One taxpayer put it succinctly: “Just leave it the way it was plainly written as this is causing too much confusion.”
The IRS says that it is reviewing comments and will respond to them in final rules. The proposed regulations represent the IRS’s view of the law.
“I read about the change and started panicking about the penalties,” says Margaret Rolo, of Rancho Mirage, Calif., who hadn’t touched her $400,000 inherited IRA from her mother, who died in 2020.
Margaret Rolo,says she wants to see the final IRS rules before deciding whether to take a distribution.
Photo: Peyton Fulford for The Wall Street Journal
Ms. Rolo says her financial adviser has told her to hold out to see how the final IRS rules play out. Taking a distribution in 2021, tacked onto a high-income year, would have meant a large tax bill, says Ms. Rolo.
Kathy Houser of Ann Arbor, Mich. handles tax filing for her family. She said that after her pilot husband inherited a $50,000 IRA from his dad in 2021, they made a financial plan to start distributions in year seven when he expects to retire, to minimize the tax bite.
The new guidance will stymie their plan.
“I was an IT professional before I retired and I can run a spreadsheet, but even this is making my head spin. It’s asking a lot of taxpayers,” she says.

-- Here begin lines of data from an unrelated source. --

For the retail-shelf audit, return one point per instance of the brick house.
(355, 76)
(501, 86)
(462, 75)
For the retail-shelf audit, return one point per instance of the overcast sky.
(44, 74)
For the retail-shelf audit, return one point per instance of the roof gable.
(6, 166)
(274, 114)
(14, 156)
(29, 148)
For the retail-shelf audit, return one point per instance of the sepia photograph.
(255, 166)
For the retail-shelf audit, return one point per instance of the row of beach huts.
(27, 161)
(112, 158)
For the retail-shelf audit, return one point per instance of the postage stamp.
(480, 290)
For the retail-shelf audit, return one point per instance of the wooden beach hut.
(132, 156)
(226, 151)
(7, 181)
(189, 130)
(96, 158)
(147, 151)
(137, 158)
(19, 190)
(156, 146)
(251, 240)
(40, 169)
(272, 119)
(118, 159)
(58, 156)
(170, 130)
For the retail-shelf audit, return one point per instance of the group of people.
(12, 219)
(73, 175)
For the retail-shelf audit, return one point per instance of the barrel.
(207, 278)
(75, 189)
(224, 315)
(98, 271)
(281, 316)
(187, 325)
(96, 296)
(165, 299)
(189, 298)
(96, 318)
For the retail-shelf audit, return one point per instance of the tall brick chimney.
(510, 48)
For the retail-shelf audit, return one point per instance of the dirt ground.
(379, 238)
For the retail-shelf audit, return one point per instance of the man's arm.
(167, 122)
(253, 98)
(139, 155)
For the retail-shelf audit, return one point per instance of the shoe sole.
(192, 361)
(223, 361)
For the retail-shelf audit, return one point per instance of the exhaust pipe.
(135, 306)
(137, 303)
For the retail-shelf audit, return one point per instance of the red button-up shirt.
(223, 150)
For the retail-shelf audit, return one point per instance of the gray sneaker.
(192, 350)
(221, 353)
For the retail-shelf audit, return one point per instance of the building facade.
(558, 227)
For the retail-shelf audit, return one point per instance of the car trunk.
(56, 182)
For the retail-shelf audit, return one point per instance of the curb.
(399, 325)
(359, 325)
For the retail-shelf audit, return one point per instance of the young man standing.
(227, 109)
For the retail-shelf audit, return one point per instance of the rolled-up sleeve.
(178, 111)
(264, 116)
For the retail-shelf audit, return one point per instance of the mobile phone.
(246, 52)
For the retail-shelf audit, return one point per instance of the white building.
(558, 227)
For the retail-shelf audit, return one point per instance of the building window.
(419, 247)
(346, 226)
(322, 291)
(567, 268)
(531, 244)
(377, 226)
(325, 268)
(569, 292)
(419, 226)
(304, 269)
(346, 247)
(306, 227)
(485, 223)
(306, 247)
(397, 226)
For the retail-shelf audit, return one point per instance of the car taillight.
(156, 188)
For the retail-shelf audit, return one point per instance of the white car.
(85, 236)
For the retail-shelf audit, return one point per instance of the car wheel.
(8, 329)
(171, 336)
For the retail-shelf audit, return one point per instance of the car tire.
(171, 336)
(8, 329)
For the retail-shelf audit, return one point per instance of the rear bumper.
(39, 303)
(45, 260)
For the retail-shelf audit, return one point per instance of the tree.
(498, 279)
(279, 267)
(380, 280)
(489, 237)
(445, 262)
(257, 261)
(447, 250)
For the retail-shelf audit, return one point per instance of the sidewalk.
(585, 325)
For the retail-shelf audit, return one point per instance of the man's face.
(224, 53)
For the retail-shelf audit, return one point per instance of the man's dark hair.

In a recent paper analyzing retirement distributions,
Peter Brady
and
Steven Bass,
economists at Investment Company Institute, found that 1.6 million taxpayers took a total of $9.2 billion in inherited IRA distributions in 2010, and the average distribution was $5,578. Those numbers are most likely much higher today, as the population has skewed older and the total value of IRA assets has grown to $13.2 trillion from $5 trillion in 2010.
The IRS could potentially waive penalties for missed 2021 distributions, and then require taxpayers to take out the balance over the remainder of the 10-year period, says
David Donnelly,
a CPA with Carr, Riggs & Ingram in Houston.
The IRS could also make taxpayers make up missed distributions, or they could go back to the previous guidance.
“It will depend how agitated Congress gets about this,” Mr. Donnelly says.
For 2020 heirs who skipped a 2021 distribution, Mr. Jones says they should play it safe and make a remedial distribution, file a Form 5329 to report the shortfall and attach a penalty waiver request that explains why they had reasonable cause for the missed distribution.
For 2021 heirs who have to take their first distribution this year, they could hold off until closer to year-end to see whether the IRS or Congress makes changes.